1. Http Error with code >= 500 is a retriable failure
2. Http 200 saying something like "cannot work for now" is a retriable failure
3. Http 200 with too little data is a retriable failure
4. Network Issue such as Timeout, IO Exception is a retriable failure

Deal with the Website’s Performance Issue

A typical performance problem of the target website is that it may fail or refuse to work when you are querying upon a large data set. For example, if you search something within the "shoes" category, you may get the results soon; but when you search the same thing within the "clothes" category, it may take quite a while or even fail you.

Another problem is related to paging. You may find that  the program runs well when it scrapes the first pages, and starts to fail when the page index reaches 100.  This happens a lot to Lucene/Solr based websites.  

To deal with the 2 problems above, you could split your target category into small ones, and do the query upon each.  Small categories normally have much less records and less pages.

Exploit the Cloud if Necessary
 

Scraping program must run in a strong computer, unless you are only targeting a small dataset.  It requires a network access close to your target website.
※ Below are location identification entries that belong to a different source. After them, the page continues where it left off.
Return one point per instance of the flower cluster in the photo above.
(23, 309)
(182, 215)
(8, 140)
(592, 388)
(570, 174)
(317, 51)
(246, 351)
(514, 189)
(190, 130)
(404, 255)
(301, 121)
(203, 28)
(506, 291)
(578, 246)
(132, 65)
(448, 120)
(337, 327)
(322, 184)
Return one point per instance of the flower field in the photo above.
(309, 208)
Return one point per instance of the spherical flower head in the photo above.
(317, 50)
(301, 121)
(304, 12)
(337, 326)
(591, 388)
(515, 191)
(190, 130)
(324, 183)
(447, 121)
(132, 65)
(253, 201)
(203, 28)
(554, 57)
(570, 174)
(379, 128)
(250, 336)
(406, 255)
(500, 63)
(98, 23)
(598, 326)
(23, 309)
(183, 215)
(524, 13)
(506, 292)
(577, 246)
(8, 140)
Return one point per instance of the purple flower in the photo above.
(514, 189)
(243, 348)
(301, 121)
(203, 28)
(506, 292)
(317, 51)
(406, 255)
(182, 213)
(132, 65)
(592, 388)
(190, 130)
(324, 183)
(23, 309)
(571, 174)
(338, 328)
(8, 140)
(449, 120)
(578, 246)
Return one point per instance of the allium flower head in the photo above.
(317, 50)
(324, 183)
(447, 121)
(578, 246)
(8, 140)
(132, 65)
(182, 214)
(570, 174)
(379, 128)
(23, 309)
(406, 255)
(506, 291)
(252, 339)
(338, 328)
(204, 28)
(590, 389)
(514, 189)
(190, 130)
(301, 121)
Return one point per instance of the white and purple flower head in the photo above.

It must have multiple CPUs if the program involves multi-threads.  It should also have big memory. Finally,  it must have a large storage otherwise your disk could soon be full.

Your own computer may not satisfy all the requirements.  In this case, try Cloud.  I often use AWS EC2 to scrape US websites. I can get all I need from EC2, and its cost is low and flexible.

Be Honest to your Sponsor

If you are doing the scraping for yourself, you can ignore this part.  Read on if you are a freelancer or if you are doing it for your client or your boss.

Websites may not be accurate themselves.  The landing page can say that it has 10k records but it actually only has 9.5k.  One tells you that you’ll get 1000 in total when you do the query 20 records per page, and when you chose 100 records per page to make it run faster, you end up with only 900 records in total.

Find out the inaccuracies of the website and let your sponsor know. Let them know that it is not your fault that some records will be missing.

Sometimes you just can’t download all the records due to the site’s poor performance,  tech difficulties, or time/budget limitation.  Also let your sponsor know.  Ask him how many percent loss of records he can endure and you two reach an acceptable deal.

Be honest to your sponsor. It’s better you find out the problems rather than he does.

When the scraping is done, provide your sponsor a validation report.  Tell them how many records are missing for each category (You can do this by analyze the final results and the logs) and provide the links for them to check.  Let him feel that your job is under his control.